# Transfer printing - Recognising problems, resolving problems * Part 1



## Holger Beck (Dec 12, 2012)

*Transfer printing - Recognising problems, resolving problems*

People are telling me that this could be interesting, so I wanted to share with you.

*Transfer printing – Identifying and resolving problems*

Holger Beck, SEF - The digital transfer printing market has been growing for years. While this has to a certain extent displaced classic screen printing, it has also opened up new opportunities and markets. The barriers to entry are low: all one needs to get started is a small investment into a plotter and a transfer printing press. The potential problems have remained the same, but new problems are caused by the new process fabrics. A multi-part series of articles is designed to help users to identify problems and to develop possible solutions. There are no silver bullets for every issue, but users can develop a recom-mended set of actions by having an understanding of the background. As a result, the work can proceed faster and more cost-effectively, while also avoiding customer complaints.

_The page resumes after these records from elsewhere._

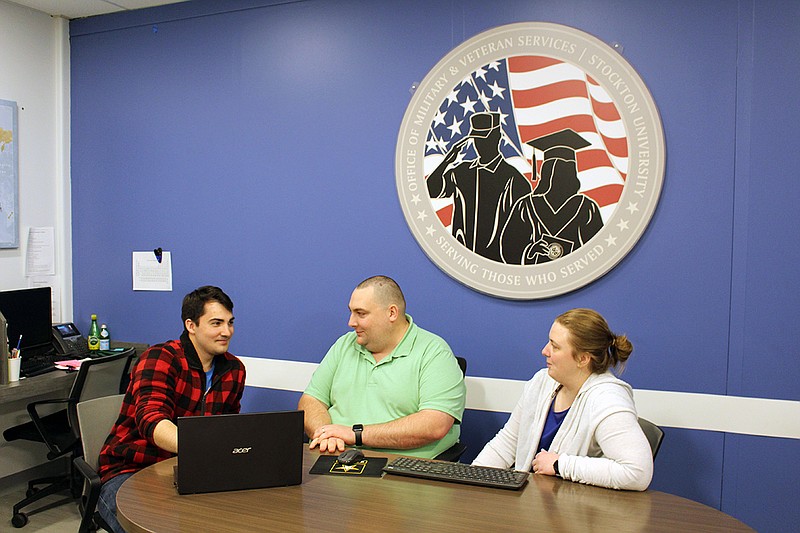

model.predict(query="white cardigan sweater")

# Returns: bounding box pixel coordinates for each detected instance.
[473,369,653,491]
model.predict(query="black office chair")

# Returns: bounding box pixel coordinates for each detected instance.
[3,348,136,528]
[434,356,468,462]
[454,356,467,377]
[73,394,125,533]
[638,417,664,459]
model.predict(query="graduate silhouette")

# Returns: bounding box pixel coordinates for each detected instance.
[500,129,604,264]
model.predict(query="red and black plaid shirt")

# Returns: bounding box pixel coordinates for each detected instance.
[97,332,246,483]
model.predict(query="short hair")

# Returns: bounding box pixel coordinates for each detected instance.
[356,275,406,315]
[181,286,234,326]
[555,308,633,374]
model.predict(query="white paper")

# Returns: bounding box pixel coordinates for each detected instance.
[132,251,173,291]
[25,226,56,276]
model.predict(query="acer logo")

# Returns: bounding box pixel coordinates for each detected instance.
[231,447,252,454]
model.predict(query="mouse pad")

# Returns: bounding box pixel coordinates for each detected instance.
[310,455,388,477]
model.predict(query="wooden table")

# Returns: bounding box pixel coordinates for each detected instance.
[117,447,753,532]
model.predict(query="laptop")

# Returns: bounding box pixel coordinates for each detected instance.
[175,410,304,495]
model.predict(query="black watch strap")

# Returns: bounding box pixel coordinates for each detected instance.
[352,424,364,447]
[553,459,560,477]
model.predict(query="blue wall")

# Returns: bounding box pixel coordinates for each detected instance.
[69,1,799,531]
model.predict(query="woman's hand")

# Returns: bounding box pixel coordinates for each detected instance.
[532,449,560,476]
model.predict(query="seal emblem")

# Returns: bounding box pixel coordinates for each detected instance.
[547,243,564,261]
[396,22,665,299]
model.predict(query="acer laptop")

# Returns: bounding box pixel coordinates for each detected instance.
[175,410,304,495]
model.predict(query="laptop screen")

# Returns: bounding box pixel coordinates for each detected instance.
[176,410,304,495]
[0,287,52,352]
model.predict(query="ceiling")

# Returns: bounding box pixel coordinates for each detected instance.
[6,0,188,19]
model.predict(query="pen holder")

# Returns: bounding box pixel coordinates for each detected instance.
[7,356,20,382]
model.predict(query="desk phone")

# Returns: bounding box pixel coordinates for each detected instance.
[52,322,90,355]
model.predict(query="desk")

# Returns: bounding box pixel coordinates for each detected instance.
[0,342,149,479]
[0,369,74,404]
[117,448,753,532]
[0,341,149,404]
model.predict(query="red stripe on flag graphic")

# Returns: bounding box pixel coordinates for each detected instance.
[424,56,629,230]
[508,56,628,214]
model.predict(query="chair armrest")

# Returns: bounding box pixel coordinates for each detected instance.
[74,457,104,533]
[27,397,73,419]
[27,397,77,456]
[74,456,101,486]
[434,441,468,462]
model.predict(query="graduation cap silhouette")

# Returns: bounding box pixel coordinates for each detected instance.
[527,129,591,162]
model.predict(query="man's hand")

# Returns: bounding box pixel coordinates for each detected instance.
[308,424,352,453]
[153,419,178,454]
[298,393,337,449]
[441,136,470,166]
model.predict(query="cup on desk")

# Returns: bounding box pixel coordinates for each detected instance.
[7,355,21,382]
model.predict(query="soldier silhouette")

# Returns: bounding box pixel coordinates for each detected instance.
[427,112,532,262]
[500,129,604,264]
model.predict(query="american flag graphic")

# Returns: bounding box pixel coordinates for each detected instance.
[424,56,628,229]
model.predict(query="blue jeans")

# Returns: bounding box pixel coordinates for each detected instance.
[98,472,134,533]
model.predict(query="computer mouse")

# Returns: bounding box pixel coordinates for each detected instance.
[337,448,365,465]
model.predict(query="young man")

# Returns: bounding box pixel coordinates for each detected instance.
[298,276,465,458]
[97,286,246,533]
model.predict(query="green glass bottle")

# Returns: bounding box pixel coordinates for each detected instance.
[88,314,100,351]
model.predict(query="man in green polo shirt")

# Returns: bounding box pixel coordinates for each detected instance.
[298,275,466,458]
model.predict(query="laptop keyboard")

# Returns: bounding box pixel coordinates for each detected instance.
[383,457,529,490]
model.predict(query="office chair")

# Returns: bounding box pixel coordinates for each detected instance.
[637,417,665,459]
[3,348,136,528]
[73,394,125,533]
[434,356,468,462]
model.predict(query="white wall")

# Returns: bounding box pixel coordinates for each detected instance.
[0,0,72,477]
[0,0,72,321]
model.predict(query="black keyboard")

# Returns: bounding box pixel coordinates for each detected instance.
[20,354,75,378]
[383,457,529,490]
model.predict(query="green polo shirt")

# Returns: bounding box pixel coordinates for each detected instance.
[304,315,466,458]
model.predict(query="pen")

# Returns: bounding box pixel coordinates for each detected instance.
[15,335,22,351]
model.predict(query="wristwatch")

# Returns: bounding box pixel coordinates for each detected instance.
[352,424,364,447]
[553,459,560,477]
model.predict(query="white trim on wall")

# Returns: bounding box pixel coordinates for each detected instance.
[239,356,800,440]
[54,15,73,322]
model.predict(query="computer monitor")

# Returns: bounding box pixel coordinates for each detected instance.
[0,287,52,352]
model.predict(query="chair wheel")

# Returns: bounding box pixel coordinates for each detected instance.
[12,511,28,528]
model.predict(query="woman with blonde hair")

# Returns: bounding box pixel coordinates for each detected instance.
[473,309,653,490]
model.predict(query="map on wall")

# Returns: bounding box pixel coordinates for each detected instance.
[0,99,19,248]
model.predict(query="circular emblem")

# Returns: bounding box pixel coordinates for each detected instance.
[547,243,564,261]
[396,22,665,299]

*Part 1 – Cutting & Weeding*

Normally cutting and weeding causes no problems. However, there are two problems that are well worth considering: thick films, such as flock film and thin, elastic flex films...

Full article: https://drive.google.com/open?id=0B3f6Y1OKiJ2AVkNadHowa3RBUjg

Waiting for your comments...


----------



## into the T (Aug 22, 2015)

good stuff holger, both for beginners and advanced 

your flexcut is a great product


----------



## john221us (Nov 29, 2015)

Thank you! Can you give more detail on the "Weeding frame"? I struggle with weeding text, especially the small stuff.


----------



## jennGO (Mar 11, 2014)

john221us said:


> Thank you! Can you give more detail on the "Weeding frame"? I struggle with weeding text, especially the small stuff.




A rectangular box that you draw around the words solely to be something to grab and peel away. 

It helps because you can go more slowly around the letters versus some chunky clip art when you pull off the vinyl instead of taking it all off in one giant peel 


Sent from my iPhone using Tapatalk


----------



## pmzirkle (Oct 5, 2014)

*Re: Transfer printing - Recognising problems, resolving problems*

Thanks for sharing


----------